Mais la priorité des priorités concerne sans doute l’investissement humain. Avec la collecte de « seulement » 350 ha, la coopérative est bien consciente des risques que lui ferait courir une érosion du vignoble. C’est pour cela qu’elle s’est lancée dans une politique pro-active de recrutement de jeunes adhérents. Une commission foncière a été constituée à cet effet. Sa mission ? Répertorier les vignes qui deviennent disponibles et favoriser l’installation de nouvelles « pousses ». Viti-Oléron a accueilli une nouvelle recrue en 2005 et espère l’installation de trois jeunes courant 2006. Anticiper le cycle de départs lui semble la seule attitude à tenir. « Une transmission d’exploitation ne se décide pas la veille pour le lendemain mais se prépare un ou deux ans à l’avance. » La grille de paiement a fait l’objet d’une refonte sur la récolte 2004 dans une optique bien évidemment qualitative. « La coopérative et les viticulteurs doivent rester vigilants sur la qualité et réactifs par rapport au marché. L’obtention de la certification Agri-Confiance est un premier pas vers l’avenir » a noté le directeur Bruno Delage. La coopérative a profité de l’embellie sur le Cognac pour augmenter ses stocks d’eaux-de-vie en 2004 et 2005. « C’est grâce à cette “épargne” que nous allons pouvoir retrouver une indépendance financière et une dynamique d’investissement » a confirmé Louis Auvray. La coopérative s’est-elle délestée trop tôt d’une partie de ses stocks, alors que les cours étaient au plus bas ? Cette question quasi existentielle – qui se pose à tout bouilleur de cru – nourrit sinon une polémique du moins un doute. Le président de Viti-Oléron s’est interrogé tout haut : « Est-ce un manque d’appréciation qui nous a fait vendre trop vite pour rembourser un warrant ? » « Votre conseil a pris une sage décision qui a fait redescendre la charge de la dette » a rassuré le représentant du Crédit agricole.

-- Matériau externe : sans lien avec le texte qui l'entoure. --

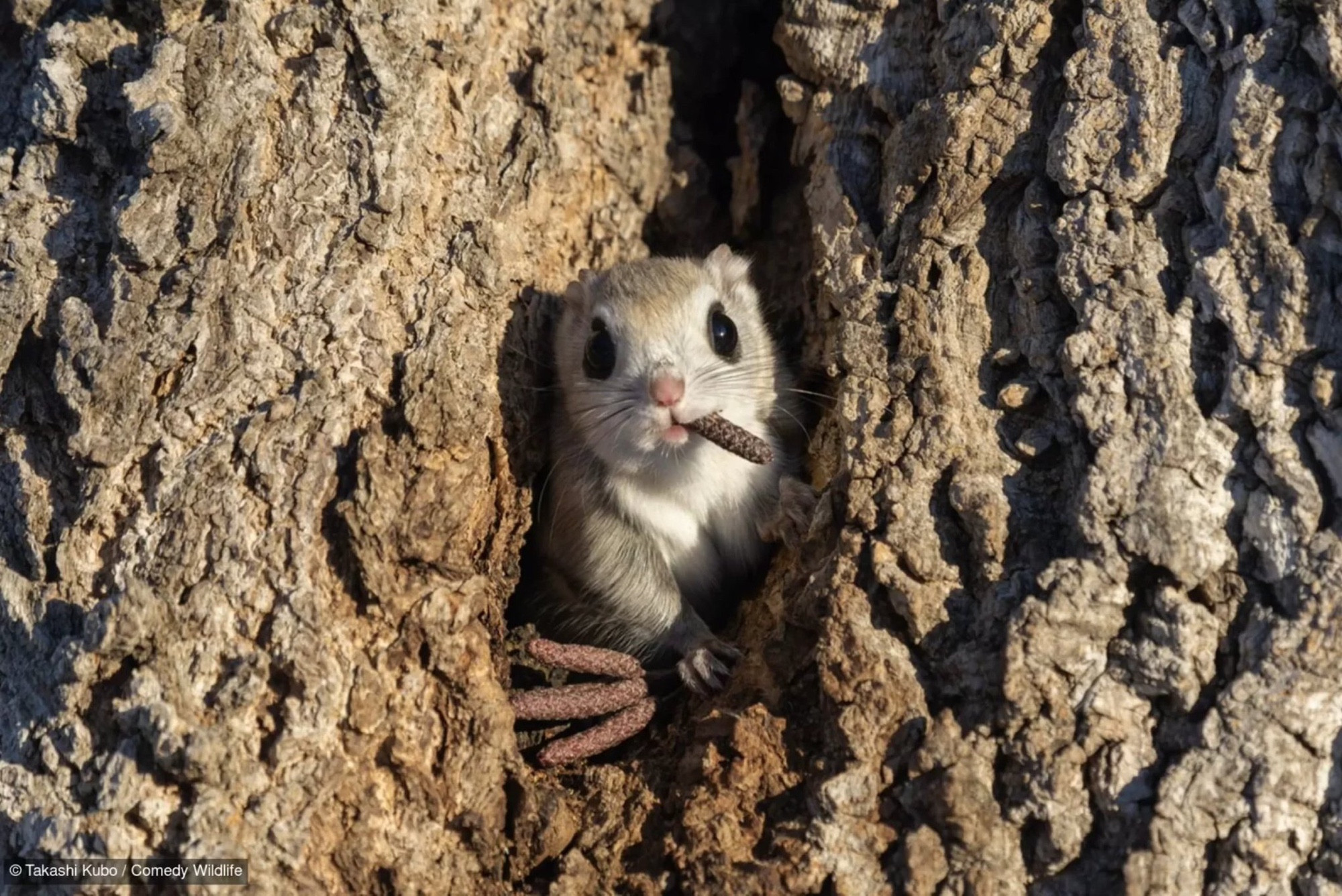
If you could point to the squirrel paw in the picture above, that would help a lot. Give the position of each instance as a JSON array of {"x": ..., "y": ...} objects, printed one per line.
[
  {"x": 705, "y": 667},
  {"x": 791, "y": 520}
]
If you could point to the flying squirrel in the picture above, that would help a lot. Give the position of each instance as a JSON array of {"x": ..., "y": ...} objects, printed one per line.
[{"x": 648, "y": 533}]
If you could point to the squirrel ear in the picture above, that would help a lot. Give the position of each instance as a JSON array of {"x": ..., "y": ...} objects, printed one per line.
[
  {"x": 728, "y": 268},
  {"x": 578, "y": 290}
]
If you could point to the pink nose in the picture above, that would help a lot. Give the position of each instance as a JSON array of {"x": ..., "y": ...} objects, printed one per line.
[{"x": 668, "y": 391}]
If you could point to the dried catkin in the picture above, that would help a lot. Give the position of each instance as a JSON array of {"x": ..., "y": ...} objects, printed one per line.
[
  {"x": 578, "y": 701},
  {"x": 615, "y": 730},
  {"x": 729, "y": 437},
  {"x": 580, "y": 658}
]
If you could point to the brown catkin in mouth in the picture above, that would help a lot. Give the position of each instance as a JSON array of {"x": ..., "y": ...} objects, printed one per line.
[
  {"x": 615, "y": 730},
  {"x": 580, "y": 658},
  {"x": 729, "y": 437},
  {"x": 578, "y": 701}
]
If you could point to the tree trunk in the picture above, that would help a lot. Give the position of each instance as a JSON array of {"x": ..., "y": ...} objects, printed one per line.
[{"x": 273, "y": 292}]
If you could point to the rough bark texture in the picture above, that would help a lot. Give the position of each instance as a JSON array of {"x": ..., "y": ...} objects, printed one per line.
[{"x": 272, "y": 289}]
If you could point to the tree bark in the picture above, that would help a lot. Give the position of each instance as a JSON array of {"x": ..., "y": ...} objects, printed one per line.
[{"x": 273, "y": 297}]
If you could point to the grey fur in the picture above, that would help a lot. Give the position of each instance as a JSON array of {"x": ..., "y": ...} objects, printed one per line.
[{"x": 615, "y": 572}]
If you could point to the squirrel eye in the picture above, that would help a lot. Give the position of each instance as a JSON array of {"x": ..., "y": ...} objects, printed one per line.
[
  {"x": 599, "y": 359},
  {"x": 723, "y": 333}
]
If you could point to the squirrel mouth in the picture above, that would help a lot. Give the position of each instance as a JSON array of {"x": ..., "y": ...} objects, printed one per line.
[{"x": 676, "y": 435}]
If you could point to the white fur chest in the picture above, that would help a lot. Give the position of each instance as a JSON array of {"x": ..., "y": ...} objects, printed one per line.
[{"x": 703, "y": 512}]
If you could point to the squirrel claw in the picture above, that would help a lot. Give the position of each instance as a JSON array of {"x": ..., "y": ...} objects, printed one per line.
[
  {"x": 792, "y": 518},
  {"x": 705, "y": 670}
]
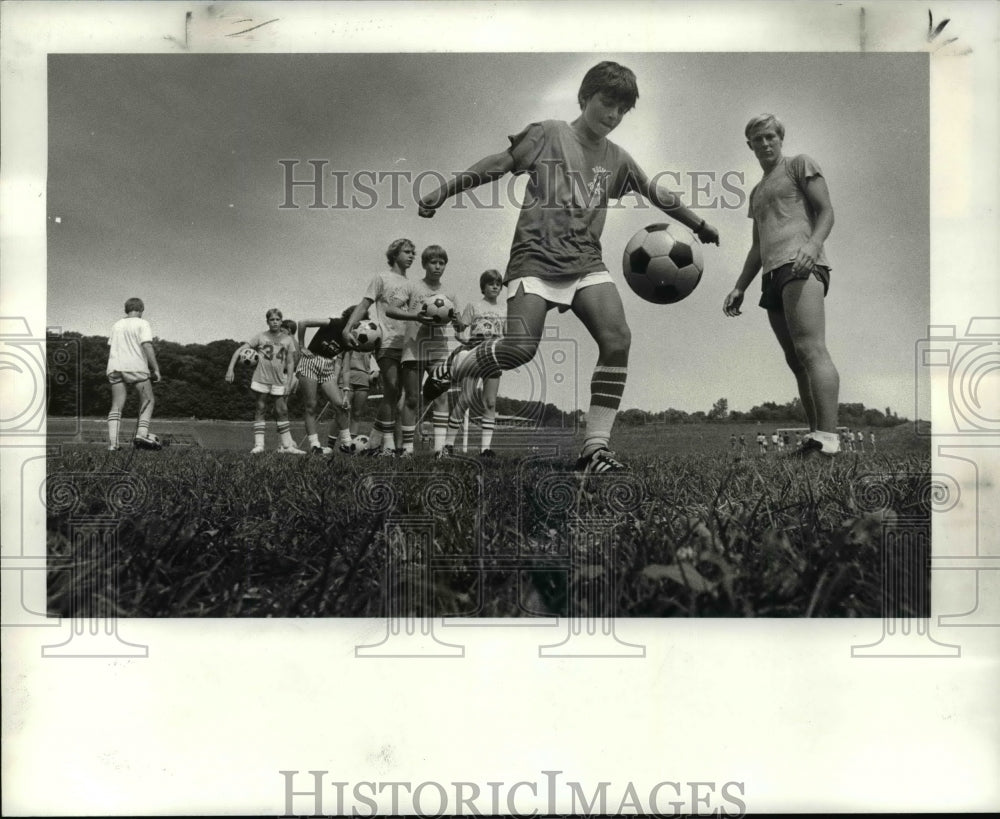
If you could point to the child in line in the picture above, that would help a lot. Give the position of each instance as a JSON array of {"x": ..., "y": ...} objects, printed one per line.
[
  {"x": 319, "y": 367},
  {"x": 132, "y": 360},
  {"x": 274, "y": 375},
  {"x": 556, "y": 260},
  {"x": 389, "y": 290},
  {"x": 427, "y": 346}
]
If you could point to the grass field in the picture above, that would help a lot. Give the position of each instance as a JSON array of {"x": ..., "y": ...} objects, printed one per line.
[{"x": 691, "y": 530}]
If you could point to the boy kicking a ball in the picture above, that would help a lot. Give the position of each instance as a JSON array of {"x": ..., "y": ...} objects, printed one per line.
[
  {"x": 555, "y": 258},
  {"x": 274, "y": 375},
  {"x": 131, "y": 359}
]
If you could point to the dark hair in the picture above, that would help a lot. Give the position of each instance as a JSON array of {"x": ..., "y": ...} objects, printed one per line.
[
  {"x": 347, "y": 313},
  {"x": 489, "y": 276},
  {"x": 395, "y": 247},
  {"x": 433, "y": 252},
  {"x": 612, "y": 79}
]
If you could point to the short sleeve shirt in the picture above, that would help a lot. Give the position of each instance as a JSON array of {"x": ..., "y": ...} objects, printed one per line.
[
  {"x": 784, "y": 217},
  {"x": 430, "y": 339},
  {"x": 485, "y": 320},
  {"x": 390, "y": 289},
  {"x": 127, "y": 337},
  {"x": 274, "y": 350},
  {"x": 570, "y": 181}
]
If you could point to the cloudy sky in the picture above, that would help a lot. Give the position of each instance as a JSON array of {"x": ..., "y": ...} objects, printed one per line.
[{"x": 165, "y": 182}]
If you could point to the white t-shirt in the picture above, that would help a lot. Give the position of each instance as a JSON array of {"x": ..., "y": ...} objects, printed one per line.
[{"x": 126, "y": 340}]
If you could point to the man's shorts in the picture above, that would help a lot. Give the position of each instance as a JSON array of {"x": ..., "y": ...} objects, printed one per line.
[
  {"x": 772, "y": 283},
  {"x": 390, "y": 353},
  {"x": 316, "y": 368},
  {"x": 428, "y": 351},
  {"x": 559, "y": 292},
  {"x": 127, "y": 377},
  {"x": 268, "y": 389}
]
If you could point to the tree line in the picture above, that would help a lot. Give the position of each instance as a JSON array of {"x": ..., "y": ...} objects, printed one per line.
[{"x": 194, "y": 386}]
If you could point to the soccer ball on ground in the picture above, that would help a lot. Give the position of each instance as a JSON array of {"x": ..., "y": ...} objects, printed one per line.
[
  {"x": 358, "y": 444},
  {"x": 439, "y": 308},
  {"x": 366, "y": 336},
  {"x": 249, "y": 355},
  {"x": 662, "y": 263}
]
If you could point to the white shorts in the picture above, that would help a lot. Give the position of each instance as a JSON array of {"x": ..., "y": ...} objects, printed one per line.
[
  {"x": 268, "y": 389},
  {"x": 560, "y": 292}
]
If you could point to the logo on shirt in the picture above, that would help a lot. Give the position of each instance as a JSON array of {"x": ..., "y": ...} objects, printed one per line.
[{"x": 597, "y": 186}]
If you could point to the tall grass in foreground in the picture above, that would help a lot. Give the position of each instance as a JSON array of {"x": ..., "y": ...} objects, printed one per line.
[{"x": 224, "y": 534}]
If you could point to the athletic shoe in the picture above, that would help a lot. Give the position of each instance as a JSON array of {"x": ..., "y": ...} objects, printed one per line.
[
  {"x": 598, "y": 462},
  {"x": 146, "y": 442},
  {"x": 437, "y": 383}
]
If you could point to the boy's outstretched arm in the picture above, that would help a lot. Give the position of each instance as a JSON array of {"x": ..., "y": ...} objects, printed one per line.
[
  {"x": 672, "y": 205},
  {"x": 485, "y": 170},
  {"x": 751, "y": 267},
  {"x": 359, "y": 311}
]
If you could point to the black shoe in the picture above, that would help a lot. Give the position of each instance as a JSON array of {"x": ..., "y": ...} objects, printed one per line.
[{"x": 598, "y": 462}]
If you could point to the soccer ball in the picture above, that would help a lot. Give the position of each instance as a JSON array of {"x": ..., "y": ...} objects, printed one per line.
[
  {"x": 438, "y": 308},
  {"x": 662, "y": 263},
  {"x": 249, "y": 355},
  {"x": 358, "y": 444},
  {"x": 366, "y": 335}
]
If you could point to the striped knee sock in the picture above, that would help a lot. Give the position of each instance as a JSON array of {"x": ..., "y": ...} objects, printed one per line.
[
  {"x": 440, "y": 421},
  {"x": 488, "y": 424},
  {"x": 408, "y": 432},
  {"x": 606, "y": 388}
]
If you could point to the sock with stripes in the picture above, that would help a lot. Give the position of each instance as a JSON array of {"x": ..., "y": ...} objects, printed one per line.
[{"x": 114, "y": 421}]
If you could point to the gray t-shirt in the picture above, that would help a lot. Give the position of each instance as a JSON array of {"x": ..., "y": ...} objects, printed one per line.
[{"x": 558, "y": 232}]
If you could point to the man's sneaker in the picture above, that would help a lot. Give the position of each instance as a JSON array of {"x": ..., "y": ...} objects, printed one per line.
[
  {"x": 598, "y": 462},
  {"x": 146, "y": 442}
]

Dans sa conclusion, le président de la coopérative a fait part d’une autre inquiétude, celle afférente à la spéculation immobilière qui sévit sur l’île d’Oléron comme sur l’île de Ré voisine. « Nous entrons dans une période de changements et de turbulences. Rien n’est simple en matière foncière. Si notre île est un “joyau”, pensons à l’entretenir et à la protéger. C’est dommage qu’il n’y est pas plus d’élus pour nous entendre. » Après avoir écouté la présentation de Benoît Stenne, du SGV, sur le projet de réforme du décret INAO Cognac, des viticulteurs oléronnais ont émis la proposition suivante : rebaptiser le Cognac de Bois Ordinaires en « Cognac des Iles ». Une appellation nettement plus poétique.

 

Les résultats de la coopérative

En 2004, les surfaces apportées à la coopérative furent de 350 ha, dont 267 ha d’Ugni blanc, 10 ha de Colombard, 13 ha de Sauvignon, 40 ha de Merlot, 19 ha de Cabernet. Quelques nouvelles plantations de cépages améliorateurs ont eu lieu en 2004 et 2005. Dès 2007, des adhérents envisagent de planter du Chardonnay. Lors des vendanges 2004, la cave a réceptionné 2 200 hl vol. de moûts Pineau. Elle a élaboré 3 600 hl vol. de vins de pays dans les trois couleurs, blanc, rouge, rosé. Le Sauvignon notamment affiche une progression intéressante. Les ventes de produits conditionnés (Pineau vrac et produits embouteillés) ont occasionné 77 % du chiffre d’affaires de la coopérative sur l’exercice 2004-2005. La moitié des produits conditionnés de Viti-Oléron a été vendue par la grande distribution. Le magasin de la cave a quant à lui écoulé 30 % des produits embouteillés. Concernant les vins de pays en bouteilles et bag in box, leurs ventes ont progressé de 13,26 % par rapport à l’année précédente et de 49 % depuis 4 ans. A noter que les volumes écoulés en bag in box ont été multipliés par 7 en quatre ans contre un coefficient multiplicateur de 1,8 pour les bouteilles sur la même période. Les ventes de Pineau ont progressé de 4 % en un an et de 5,48 % en cumul sur 4 ans. Progressivement, la cave entend affecter la majeure partie de sa production de Pineau à la vente en bouteilles.